Ex-Barclays Banker Feared Bonus Cut During Financial Crash
Roger Jenkins in London, U.K. (Photographer: Luke MacGregor/Bloomberg)

Ex-Barclays Banker Feared Bonus Cut During Financial Crash

(Bloomberg) --

Former Barclays Plc executive Roger Jenkins joked that he cared more about his bonus than the lender’s future as the business came close to crumbling at the height of the 2008 financial crisis.

Jenkins was questioned in a London court Thursday by prosecutor Ed Brown, who played a phone call recording between Jenkins, fellow defendant Richard Boath and Jeff Weiss, then global head of Barclays’ financial institutions. The bankers discussed what might happen to their pay if the U.K. government took over the bank, at a time where nationalization was becoming a likely scenario.

Ex-Barclays Banker Feared Bonus Cut During Financial Crash

Jenkins, Boath and another former executive, Tom Kalaris, are on trial in London over allegations that they orchestrated 322 million pounds ($421 million) in hidden fees paid to Qatar in exchange for investing in Barclays. They deny the charges. Weiss hasn’t been accused of any wrongdoing.
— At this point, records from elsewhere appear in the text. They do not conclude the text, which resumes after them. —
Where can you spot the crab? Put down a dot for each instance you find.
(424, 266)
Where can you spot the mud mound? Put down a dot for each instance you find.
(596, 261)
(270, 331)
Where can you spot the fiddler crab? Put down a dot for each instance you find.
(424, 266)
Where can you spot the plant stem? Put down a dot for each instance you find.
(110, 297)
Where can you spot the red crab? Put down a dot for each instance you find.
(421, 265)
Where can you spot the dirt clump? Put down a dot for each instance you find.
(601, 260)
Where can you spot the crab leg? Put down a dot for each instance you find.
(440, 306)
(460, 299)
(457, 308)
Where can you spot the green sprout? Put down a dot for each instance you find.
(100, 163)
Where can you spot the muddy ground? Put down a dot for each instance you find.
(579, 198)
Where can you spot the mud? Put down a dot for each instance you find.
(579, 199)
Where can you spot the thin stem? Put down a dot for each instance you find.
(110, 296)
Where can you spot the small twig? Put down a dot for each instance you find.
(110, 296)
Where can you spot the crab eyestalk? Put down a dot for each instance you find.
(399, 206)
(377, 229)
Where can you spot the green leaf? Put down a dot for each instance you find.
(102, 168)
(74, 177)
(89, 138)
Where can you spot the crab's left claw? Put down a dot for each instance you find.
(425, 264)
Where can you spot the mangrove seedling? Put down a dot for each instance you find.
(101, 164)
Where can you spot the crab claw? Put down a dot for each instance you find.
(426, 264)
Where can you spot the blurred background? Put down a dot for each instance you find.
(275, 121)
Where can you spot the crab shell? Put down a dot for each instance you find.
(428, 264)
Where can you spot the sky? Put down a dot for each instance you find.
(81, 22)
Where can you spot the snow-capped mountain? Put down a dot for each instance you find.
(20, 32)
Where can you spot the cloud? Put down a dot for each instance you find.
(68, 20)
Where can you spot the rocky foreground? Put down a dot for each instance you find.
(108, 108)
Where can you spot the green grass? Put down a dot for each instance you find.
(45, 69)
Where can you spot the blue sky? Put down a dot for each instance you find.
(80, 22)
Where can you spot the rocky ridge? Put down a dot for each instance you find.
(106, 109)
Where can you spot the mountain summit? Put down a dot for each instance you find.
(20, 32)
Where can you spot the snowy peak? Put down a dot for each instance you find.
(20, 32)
“You were joking about your bonuses when the financial world was crumbling around you,” Brown said. “Was your approach to banking that Roger Jenkins is No. 1 here? It’s ‘I’m looking after myself in this world of high finance’ and in your words, ‘I don’t give a f**k about the bank.’”

Jenkins dismissed Brown’s questioning, although he was obviously disturbed by it.
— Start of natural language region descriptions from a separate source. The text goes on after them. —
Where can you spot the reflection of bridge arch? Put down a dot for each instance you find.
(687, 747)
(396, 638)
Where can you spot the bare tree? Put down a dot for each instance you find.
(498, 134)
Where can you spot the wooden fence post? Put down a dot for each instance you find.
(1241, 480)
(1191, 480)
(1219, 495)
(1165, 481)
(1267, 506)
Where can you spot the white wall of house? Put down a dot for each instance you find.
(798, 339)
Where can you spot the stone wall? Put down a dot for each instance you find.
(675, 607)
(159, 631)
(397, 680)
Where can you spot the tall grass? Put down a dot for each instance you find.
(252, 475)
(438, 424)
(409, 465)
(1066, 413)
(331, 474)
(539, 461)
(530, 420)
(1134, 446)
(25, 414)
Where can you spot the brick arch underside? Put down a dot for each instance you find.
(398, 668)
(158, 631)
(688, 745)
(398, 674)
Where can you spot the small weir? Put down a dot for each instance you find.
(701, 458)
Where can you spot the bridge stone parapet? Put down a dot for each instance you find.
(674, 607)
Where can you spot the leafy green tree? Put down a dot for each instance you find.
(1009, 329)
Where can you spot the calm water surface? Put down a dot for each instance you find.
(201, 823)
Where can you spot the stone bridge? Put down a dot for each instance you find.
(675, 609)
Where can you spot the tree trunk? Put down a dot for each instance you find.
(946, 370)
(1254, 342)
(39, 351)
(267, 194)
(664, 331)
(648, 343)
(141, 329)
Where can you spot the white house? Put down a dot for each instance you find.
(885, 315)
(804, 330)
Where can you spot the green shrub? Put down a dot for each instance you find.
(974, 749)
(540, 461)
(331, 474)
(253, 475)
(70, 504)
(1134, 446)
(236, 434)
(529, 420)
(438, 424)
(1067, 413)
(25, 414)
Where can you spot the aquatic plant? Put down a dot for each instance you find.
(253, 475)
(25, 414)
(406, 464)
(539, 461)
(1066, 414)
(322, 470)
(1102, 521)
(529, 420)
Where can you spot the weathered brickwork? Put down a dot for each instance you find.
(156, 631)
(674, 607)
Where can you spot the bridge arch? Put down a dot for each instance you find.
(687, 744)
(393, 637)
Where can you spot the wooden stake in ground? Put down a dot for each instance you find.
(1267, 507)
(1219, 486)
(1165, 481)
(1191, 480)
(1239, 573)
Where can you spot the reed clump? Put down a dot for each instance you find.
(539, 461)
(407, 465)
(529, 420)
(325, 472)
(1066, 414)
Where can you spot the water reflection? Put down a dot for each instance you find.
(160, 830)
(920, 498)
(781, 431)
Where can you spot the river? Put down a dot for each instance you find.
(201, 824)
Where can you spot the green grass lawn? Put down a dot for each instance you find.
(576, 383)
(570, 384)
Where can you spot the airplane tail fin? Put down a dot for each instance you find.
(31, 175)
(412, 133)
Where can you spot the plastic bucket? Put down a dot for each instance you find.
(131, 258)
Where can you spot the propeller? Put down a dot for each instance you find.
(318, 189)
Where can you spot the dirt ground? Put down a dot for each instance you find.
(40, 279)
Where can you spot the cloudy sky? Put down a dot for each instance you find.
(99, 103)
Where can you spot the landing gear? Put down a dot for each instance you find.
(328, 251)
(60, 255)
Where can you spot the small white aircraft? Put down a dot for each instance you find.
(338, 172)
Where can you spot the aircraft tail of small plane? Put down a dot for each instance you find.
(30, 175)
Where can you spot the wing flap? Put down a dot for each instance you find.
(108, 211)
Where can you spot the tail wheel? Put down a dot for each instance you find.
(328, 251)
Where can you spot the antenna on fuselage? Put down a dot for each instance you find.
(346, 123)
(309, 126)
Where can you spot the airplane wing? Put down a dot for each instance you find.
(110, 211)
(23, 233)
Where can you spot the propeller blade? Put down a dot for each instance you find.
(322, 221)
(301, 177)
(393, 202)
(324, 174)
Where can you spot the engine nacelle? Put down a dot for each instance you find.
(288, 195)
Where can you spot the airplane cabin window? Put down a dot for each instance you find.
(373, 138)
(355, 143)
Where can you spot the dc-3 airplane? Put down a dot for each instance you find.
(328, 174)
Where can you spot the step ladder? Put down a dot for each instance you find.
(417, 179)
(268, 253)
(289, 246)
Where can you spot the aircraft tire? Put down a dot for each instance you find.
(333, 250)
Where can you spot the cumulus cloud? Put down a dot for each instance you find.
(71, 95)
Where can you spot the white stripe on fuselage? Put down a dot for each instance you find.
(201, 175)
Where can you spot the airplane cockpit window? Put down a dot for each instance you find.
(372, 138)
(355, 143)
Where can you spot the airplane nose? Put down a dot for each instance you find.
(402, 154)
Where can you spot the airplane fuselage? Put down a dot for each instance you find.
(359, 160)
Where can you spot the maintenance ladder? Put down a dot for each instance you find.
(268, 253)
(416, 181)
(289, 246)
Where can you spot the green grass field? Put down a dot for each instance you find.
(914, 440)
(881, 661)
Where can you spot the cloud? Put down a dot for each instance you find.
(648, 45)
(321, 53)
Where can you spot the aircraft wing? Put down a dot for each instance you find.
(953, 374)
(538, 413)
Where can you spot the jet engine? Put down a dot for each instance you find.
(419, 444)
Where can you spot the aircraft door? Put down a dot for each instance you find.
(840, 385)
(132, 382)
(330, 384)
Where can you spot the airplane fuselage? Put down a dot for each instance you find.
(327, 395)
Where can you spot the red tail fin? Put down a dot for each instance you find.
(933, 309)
“It’s a mindset that you have to adopt to enable you to negotiate well otherwise you get emotional,” Jenkins said. “I had a heart attack on Aug. 5 and was instructed to get out of my bed, leave family on Aug. 29 and come back to work to help this bank survive. I don’t think I have to answer the question.”

Qatar invested 4 billion pounds in Barclays as part of capital raisings in June and October 2008. As well as investment fees of 1.5%, Barclays agreed to pay Qatar the 322 million pounds as part of two advisory agreements. The prosecutors at the Serious Fraud Office allege that those deals were fake and only designed to make the payments look legitimate.

Stomach Pump

In another phone call between Jenkins and Boath, the pair joked again about their bonuses potentially being cut as Jenkins watched the news on television. “Look at this: Bank bailout requires claw-back of many bonuses,” he said, reading out a headline.

“What happens if you’ve spent it?” Boath asked later in the conversation.

“I guess they’ll do a stomach pump,” Jenkins replied before laughing.

When questioned by Brown about the remarks, Jenkins said he was highly attuned to news about bonuses being cut because he was on a big pay packet and was trying to hire people who tended to focus on their compensation.

“This was a day, a period, a week in which there were discussions about wholesale redundancies in the financial services sector -- senior executives being let go, bonuses being cut,” Jenkins said. “I think sometimes we forget how dramatic that week was.”


The October capital raising was in focus during the cross-examination of Jenkins on Thursday. Referring to another phone call between Jenkins and Boath, where they discussed the Qatar deal, Brown said “it just rolled into the conversation and you didn’t seem to bat an eyelid that a fee we know for $39 million was going to be put into an advisory agreement.”

“We’ve seen how complex and how much anxiety was created by the first one and it’s like water off a duck’s back to you,” he said.

“The anxieties were sort of behind us,” Jenkins replied. “We’d been through the June, July hand wringing.”